Czarownik wyciągnął chustkę z rękawicy i obwiązał ją sobie wokół nadgarstka, po czym zaczął grać. Muzyka wpierw wydawała się smutna, ale po chwili wskoczyła na wyższe tony i była... neutralna. Po prostu melodia nie była ani smutna, ani wesoła, zdawała się coś opowiadać, czyjeś życie zapełnione obowiązkami i niekiedy małymi przyjemnościami, potem Darkning wyprostował się i zagrał coś, co pasowałoby do dworu królewskiego. Dźwięki kojarzyły się z majestatem i wyższością, aż wreszcie zeszły co cichej kołysanki... prostej, spokojnej melodii, jednak nie pozbawionej czaru i uroku.

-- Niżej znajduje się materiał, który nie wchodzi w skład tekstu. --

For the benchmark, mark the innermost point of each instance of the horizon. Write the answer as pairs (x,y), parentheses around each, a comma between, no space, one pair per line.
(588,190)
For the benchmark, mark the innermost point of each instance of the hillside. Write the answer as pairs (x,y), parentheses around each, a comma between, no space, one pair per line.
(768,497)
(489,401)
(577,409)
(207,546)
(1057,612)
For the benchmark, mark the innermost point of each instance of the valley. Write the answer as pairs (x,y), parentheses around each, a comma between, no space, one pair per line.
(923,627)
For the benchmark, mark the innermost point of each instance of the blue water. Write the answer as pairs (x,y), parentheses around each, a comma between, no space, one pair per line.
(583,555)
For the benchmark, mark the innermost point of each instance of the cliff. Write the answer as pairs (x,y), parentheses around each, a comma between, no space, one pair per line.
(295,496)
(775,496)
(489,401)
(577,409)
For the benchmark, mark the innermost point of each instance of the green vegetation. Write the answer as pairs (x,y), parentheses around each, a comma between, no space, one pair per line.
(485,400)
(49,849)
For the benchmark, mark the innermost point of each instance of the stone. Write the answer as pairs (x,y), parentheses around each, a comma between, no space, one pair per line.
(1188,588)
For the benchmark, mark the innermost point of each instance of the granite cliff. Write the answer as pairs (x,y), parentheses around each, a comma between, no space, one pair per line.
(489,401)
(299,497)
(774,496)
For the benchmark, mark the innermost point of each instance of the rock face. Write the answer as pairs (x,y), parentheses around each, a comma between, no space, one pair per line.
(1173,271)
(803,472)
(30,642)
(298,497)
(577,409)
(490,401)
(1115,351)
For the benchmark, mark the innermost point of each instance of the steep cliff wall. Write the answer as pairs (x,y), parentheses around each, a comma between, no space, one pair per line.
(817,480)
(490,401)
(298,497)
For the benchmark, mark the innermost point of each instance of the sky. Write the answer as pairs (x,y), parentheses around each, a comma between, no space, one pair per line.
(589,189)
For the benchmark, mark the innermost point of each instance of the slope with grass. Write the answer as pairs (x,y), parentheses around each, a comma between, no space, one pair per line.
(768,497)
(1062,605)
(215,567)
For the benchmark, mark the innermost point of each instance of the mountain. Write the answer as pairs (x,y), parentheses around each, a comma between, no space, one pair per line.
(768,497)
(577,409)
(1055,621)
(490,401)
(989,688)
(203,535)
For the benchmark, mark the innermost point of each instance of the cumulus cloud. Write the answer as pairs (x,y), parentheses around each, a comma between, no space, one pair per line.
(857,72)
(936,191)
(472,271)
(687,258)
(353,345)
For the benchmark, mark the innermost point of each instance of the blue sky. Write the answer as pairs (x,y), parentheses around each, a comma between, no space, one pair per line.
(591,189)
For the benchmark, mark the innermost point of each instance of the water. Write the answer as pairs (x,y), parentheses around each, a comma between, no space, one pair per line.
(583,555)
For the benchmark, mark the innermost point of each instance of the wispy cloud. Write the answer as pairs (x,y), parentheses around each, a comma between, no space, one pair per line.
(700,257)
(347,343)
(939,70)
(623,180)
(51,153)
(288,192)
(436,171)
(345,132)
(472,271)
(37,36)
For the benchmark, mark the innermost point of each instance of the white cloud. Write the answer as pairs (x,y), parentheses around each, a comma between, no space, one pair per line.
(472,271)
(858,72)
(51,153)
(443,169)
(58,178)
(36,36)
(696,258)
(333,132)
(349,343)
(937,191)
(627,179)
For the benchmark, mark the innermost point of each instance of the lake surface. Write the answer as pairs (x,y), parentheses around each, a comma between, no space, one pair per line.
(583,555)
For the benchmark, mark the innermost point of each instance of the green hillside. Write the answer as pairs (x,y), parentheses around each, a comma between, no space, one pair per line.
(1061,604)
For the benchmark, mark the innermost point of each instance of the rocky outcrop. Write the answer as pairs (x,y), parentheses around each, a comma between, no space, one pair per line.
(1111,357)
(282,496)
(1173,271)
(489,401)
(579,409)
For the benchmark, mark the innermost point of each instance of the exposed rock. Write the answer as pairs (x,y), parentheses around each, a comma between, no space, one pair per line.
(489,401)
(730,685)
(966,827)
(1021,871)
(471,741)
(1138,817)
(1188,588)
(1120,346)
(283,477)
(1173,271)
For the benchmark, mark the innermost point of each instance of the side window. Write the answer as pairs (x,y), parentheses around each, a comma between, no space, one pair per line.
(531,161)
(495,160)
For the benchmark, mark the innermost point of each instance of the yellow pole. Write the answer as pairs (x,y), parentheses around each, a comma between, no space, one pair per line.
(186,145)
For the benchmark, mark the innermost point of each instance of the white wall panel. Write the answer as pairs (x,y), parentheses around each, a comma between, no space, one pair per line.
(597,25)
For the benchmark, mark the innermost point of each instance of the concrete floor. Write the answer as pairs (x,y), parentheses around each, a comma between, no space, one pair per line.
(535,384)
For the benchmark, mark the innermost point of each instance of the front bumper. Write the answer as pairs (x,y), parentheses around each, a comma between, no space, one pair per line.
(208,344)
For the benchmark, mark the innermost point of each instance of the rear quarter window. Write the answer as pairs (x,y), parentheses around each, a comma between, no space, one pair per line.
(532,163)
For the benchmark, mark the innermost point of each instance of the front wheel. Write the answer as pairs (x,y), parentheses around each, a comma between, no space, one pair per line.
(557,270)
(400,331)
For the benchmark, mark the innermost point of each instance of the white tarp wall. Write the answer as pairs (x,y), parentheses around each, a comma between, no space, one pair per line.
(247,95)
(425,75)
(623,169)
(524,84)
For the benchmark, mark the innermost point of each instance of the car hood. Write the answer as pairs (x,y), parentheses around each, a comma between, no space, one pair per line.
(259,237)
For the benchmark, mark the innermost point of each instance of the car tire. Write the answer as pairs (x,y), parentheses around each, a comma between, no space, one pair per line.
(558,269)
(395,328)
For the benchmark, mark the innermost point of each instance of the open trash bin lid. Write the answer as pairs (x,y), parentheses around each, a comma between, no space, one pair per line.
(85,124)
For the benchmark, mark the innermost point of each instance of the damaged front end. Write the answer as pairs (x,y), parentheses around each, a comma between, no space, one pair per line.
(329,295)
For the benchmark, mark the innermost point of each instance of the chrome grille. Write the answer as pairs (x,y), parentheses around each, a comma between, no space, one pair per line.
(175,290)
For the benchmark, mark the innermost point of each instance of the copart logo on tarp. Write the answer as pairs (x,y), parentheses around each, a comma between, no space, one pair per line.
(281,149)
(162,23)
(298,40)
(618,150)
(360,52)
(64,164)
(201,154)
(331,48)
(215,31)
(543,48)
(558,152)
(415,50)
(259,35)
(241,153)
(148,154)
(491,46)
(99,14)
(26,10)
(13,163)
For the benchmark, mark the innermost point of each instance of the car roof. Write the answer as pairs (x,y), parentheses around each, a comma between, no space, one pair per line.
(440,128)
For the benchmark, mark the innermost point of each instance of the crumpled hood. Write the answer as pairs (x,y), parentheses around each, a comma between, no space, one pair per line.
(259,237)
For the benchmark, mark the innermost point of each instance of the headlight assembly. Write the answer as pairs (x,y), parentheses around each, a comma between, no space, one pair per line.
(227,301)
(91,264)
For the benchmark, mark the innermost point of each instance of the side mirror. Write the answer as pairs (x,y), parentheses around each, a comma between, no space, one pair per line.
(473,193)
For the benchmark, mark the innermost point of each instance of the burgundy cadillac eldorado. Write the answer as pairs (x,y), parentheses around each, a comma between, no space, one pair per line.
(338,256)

Czarownik cały czas obserwował reakcje Nefryty, oczekując jej zaśnięcia.
Ona jednak uważnie wsłuchiwała się w te dźwięki i coraz więcej rzeczy zdawało się układać i „wpadać” na swoje miejsce w pamięci dziewczyny. Rozejrzała się po pokoju i spojrzała na Darkning’a. Wspomnienie ich kilku namiętnych nocy wślizgnęło się przed jej oczy i Nefryta kaszlnęła rumieniąc się. Już nie słyszała jego muzyki, czuła w uszach uderzenia swego serca. Spuściła wzrok, jakby pragnąc zapaść się pod ziemię...
- Czy ty i ja... my... – zaczęła się jąkać zawstydzona.
Czarownik przerwał grę.
– Tak... – uśmiechnął się. – Tak – powtórzył, kiwając głową. Zamilkł na chwilę, aż wreszcie westchnął. – Już czujesz się lepiej?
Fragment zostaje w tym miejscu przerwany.